Access to the exhibit area was through the main reading room of the library’s Jefferson Building with it’s high domed ceiling, marble pillars and statuary, stained glass windows, and gold ornamentation. Visitors were drawn into the exhibit as if into a pilgrimage to a high and holy place. During my various visits, they reacted, for the most part, in reverent boredom to the highly textual display showcasing the Library’s holdings. The dozen or so actual "things" exhibited were among the most interesting items. The material culture items included a 1661 silver communion set from Jamestown, a portable field pulpit of the sort used by itinerant preachers during the Great Awakening, and a metal carrying case used by Anglican priests in the 1770s to protect license and ordination papers. Interestingly, the carrying case was the same type a free black might have used to protect his or her freedom papers during the same period.

Curator James Huston’s treatment of the African-American religious experience was disappointing, both in terms of content and placement within the exhibit. The "African poetess" was acknowledged only for her participation at the funeral of George Whitefield. Similarly, Richard Allen and others associated with founding African-American Protestant denominations were depicted adjacent to information about enthusiastic camp meetings and revivals featuring screaming, jumping, and animal noises. A watercolor called "Negro Methodists Holding a Meeting in a Philadelphia Alley" was displayed side by side with an engraving of "Lorenzo Dow and the Jerking Exercise." Huston also included a receipt, signed by Absalom Jones, acknowledging financial assistance provided by congress in 1801. These kinds of choices implicitly support the notion that African-American religious expression was born of either mindless enthusiasm or political pretensions.
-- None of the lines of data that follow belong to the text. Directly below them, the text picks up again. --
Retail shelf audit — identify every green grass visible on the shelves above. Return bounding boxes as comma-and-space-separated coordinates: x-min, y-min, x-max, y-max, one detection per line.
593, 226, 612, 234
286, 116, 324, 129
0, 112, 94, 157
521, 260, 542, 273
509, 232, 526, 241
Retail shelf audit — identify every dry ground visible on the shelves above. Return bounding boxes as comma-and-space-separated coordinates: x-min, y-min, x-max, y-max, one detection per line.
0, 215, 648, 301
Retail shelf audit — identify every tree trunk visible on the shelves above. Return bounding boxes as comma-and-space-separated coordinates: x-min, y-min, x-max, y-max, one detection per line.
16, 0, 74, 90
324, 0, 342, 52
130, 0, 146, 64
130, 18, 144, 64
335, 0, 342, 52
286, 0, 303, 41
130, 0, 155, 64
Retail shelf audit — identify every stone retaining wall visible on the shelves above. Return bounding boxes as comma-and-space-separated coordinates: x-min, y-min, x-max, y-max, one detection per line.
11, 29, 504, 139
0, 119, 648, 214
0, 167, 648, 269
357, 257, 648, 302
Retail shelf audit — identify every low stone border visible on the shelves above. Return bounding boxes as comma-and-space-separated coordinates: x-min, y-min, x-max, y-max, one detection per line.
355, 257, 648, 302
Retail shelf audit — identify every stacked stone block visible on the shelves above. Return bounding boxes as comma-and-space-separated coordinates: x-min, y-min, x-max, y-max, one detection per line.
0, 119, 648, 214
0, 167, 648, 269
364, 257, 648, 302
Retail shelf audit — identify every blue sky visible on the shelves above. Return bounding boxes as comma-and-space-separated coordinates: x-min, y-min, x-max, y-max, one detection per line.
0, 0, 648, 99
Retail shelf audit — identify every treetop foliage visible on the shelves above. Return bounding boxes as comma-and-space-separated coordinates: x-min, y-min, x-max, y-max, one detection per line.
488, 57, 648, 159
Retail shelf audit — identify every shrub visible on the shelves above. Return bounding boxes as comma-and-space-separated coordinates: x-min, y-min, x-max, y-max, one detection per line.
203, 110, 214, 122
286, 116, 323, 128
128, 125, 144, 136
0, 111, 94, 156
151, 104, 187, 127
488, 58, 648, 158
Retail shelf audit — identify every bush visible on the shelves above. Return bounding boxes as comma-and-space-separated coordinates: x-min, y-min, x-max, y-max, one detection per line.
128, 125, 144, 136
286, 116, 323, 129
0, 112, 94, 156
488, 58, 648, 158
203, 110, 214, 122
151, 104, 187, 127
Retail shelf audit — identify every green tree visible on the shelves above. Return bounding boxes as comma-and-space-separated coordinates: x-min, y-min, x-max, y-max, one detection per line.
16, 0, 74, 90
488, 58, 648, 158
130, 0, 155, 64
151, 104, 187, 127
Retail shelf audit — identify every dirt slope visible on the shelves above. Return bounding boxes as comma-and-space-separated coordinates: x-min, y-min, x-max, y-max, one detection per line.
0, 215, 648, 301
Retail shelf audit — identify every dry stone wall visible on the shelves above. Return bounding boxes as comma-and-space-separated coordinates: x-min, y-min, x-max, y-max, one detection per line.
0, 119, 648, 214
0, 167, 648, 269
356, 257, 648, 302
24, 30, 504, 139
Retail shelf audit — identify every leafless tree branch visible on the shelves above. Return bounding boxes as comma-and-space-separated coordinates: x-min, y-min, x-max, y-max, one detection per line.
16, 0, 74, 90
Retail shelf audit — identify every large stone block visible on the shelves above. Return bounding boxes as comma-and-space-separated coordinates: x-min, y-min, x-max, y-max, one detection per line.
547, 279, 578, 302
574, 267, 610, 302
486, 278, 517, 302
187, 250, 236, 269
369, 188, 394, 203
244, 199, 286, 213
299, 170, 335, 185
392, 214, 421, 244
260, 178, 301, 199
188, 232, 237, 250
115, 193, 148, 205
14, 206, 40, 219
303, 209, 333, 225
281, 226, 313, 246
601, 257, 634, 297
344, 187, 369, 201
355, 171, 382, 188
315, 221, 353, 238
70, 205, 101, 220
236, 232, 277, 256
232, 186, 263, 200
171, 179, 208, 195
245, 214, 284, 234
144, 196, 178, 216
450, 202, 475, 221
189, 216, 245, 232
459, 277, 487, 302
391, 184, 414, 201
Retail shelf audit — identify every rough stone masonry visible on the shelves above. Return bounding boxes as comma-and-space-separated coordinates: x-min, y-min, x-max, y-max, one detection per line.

Huston provided no new or novel interpretations of religion and the founding of the American republic that might contribute to the field of African-American religious history. Indeed, he returned to the classic narrative wherein the majority of European settlers left their homes due to religious oppression and arrived dedicated to the proposition that religious freedom should here prevail. Not much is missed by exploring the exhibit via the internet. In fact, considering the amount of reading one must do to take in the "view", an internet tour is recommended.